Words we too should pray every day, because God has done great things for us well. He has given us His Son, a Son who in complete humility takes on our flesh, redeems us through His passion and death, and defeats death through His Resurrection. Christ's redemption of the world requires the consent of Mary.

Brothers and sisters, we are created in and for love. Had God imposed His will on us, we couldn't share His divine life, which is freedom. If Jesus were incarnate Himself, without the free consent of Mary, it would not be true love. Through her love of Jesus, Mary is the first disciple, and the one who lived discipleship to the fullest. Jesus told us clearly what it means to be a disciple:
"Whoever does the will of God is my brother and sister and mother...the ones who listen to the word of God and act on it" [Mk 3:35; Lk 8:21]
The Visitation
This is Mary: she who hears God's word and acts. We see it throughout Luke's gospel. What does she do after the Annunciation? She visits her kinswoman, Elizabeth, who was with child. Elizabeth was old and needed the help of her young relative. Mary's first act as Jesus' mother is to carry him, not for herself, but for someone in need. No wonder that when Mary greeted Elizabeth, John the Baptist leaped for joy in Elizabeth's womb.

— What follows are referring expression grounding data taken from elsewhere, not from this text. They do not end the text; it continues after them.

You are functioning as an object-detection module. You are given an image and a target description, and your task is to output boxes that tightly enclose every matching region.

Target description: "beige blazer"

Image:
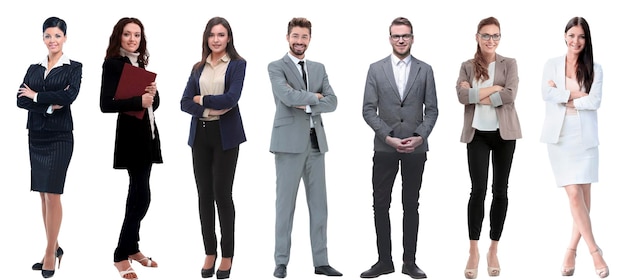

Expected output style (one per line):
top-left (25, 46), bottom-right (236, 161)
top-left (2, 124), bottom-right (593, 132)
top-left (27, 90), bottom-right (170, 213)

top-left (456, 54), bottom-right (522, 143)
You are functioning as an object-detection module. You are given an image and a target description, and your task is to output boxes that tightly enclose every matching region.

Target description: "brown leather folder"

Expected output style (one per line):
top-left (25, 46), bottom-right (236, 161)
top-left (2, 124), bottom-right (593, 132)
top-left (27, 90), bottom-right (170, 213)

top-left (114, 63), bottom-right (157, 119)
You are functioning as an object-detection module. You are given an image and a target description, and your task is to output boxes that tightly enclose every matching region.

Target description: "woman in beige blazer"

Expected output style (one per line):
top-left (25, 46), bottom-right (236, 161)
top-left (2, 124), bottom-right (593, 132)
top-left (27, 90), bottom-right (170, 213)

top-left (456, 17), bottom-right (521, 279)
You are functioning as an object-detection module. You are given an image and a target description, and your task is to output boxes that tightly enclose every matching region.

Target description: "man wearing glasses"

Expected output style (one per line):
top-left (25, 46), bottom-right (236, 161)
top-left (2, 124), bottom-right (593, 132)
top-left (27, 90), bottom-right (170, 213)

top-left (361, 17), bottom-right (438, 279)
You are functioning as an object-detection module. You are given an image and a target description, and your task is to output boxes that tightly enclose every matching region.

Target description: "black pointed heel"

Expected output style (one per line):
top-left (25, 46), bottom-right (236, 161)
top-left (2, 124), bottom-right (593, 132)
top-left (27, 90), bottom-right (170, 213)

top-left (32, 247), bottom-right (64, 271)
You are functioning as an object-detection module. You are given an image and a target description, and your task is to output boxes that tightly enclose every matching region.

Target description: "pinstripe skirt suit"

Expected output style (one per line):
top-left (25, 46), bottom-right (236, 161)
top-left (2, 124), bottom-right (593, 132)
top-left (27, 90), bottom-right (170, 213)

top-left (17, 56), bottom-right (82, 194)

Mary, the perfect disciple, follows Jesus. She is blessed, not only because she bore God's Son, but also because she is the prime example of those who listen to the word of God and keep it. She follows Jesus all the way to the Cross, and beyond. She remains faithful even after her Son's death, listening to the Lord, joining the apostles in prayer, waiting for the coming of the Holy Spirit.

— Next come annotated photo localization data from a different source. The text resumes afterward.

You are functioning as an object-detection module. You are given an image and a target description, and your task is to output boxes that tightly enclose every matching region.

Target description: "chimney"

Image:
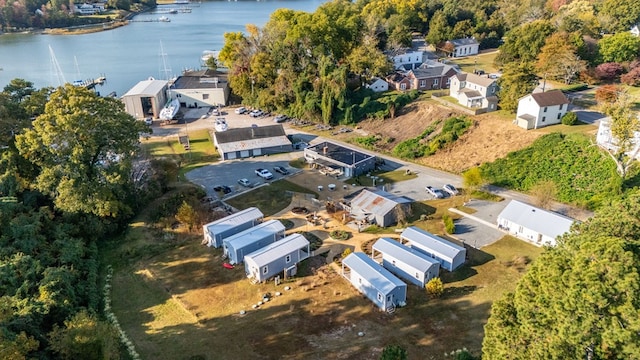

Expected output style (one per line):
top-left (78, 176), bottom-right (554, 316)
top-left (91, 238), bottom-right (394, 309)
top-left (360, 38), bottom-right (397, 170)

top-left (323, 146), bottom-right (328, 155)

Just as Jesus came to Mary in poverty and human weakness, He comes to us today, not in glory, but in helplessness.

Just as He came to Mary as a powerless infant, Jesus comes to us in the hungry and thirsty, in the stranger, in the lonely, in the sick and dying, in the confused and troubled, in the addicted and the imprisoned. Again in her Magnificat she sings:
"He has scattered the proud in their conceit. He has cast down the mighty from their thrones, and has lifted up the lowly. He has filled the hungry with good things, and the rich he has sent away empty...for he has remembered his promise of mercy" [Lk 1:51-55]
The trouble is, today God chooses to feed the hungry not with miraculous manna from heaven, but through us. The hungers of humanity cry out to us: hunger for bread, hunger for justice, hunger for love, hunger for truth, hunger for God. The cry is more than a human cry; it is God's Word calling to us.

I can't tell you what God is calling you to do, for God works differently through each of us. But I can assure you He's not telling you to do nothing; for we are Jesus' disciples, in imitation of Mary, only if we listen to his word and act on it.

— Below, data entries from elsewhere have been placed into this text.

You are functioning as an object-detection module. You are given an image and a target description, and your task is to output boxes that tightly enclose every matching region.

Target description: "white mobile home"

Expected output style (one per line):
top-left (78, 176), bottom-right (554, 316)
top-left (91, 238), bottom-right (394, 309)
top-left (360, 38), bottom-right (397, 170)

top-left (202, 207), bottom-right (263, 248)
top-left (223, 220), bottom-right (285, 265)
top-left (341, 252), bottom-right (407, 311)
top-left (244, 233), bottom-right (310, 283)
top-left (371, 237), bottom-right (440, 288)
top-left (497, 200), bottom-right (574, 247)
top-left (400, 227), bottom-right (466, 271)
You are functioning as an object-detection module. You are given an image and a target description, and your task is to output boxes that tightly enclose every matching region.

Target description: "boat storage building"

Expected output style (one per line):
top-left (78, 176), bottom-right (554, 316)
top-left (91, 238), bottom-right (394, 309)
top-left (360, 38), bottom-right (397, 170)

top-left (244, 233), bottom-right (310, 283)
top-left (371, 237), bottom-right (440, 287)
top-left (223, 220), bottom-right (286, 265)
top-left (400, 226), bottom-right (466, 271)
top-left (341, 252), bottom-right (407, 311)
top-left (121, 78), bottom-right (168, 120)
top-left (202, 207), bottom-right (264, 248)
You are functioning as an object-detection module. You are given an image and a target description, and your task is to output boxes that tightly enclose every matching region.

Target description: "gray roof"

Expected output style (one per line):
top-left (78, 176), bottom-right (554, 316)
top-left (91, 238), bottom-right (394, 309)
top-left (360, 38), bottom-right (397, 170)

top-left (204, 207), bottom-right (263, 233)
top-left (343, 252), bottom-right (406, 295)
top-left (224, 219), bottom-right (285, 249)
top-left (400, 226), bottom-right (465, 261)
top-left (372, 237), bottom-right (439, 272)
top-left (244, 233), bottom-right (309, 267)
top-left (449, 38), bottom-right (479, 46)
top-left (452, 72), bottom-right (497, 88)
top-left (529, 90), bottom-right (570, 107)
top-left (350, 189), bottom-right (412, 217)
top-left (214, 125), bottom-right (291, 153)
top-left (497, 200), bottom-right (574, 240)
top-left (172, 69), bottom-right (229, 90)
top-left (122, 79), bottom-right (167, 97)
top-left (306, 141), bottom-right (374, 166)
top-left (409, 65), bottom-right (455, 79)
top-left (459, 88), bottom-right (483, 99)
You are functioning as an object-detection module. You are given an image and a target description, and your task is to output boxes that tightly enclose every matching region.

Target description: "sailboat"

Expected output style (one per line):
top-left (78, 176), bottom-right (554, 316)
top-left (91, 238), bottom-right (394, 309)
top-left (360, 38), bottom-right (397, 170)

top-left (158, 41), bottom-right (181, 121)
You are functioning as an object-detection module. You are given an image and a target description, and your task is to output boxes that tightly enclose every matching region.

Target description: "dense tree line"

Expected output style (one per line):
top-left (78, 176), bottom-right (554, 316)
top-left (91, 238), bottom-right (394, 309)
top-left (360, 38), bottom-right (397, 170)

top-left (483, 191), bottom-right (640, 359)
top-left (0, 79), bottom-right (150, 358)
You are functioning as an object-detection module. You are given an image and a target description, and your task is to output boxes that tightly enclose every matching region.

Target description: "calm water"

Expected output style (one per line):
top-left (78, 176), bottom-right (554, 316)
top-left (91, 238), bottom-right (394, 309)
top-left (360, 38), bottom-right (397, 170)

Lent, then, is a time for action. How did Jesus put it? 
"Repent and believe in the Gospel" [Mk 1:15].
This kind of discipleship is not without cost. "A sword shall pierce your heart," Mary was told - just as it must pierce the heart of every true disciple. But like Mary we can take comfort in God's presence within us. As Jesus told us, if we love Him and keep His word, His Father will love us and they will come and make their home with us.

Christ within us. Christ all around us. Christ leading us. We need only murmur with Mary, "Whatever you say, Lord," and then do it.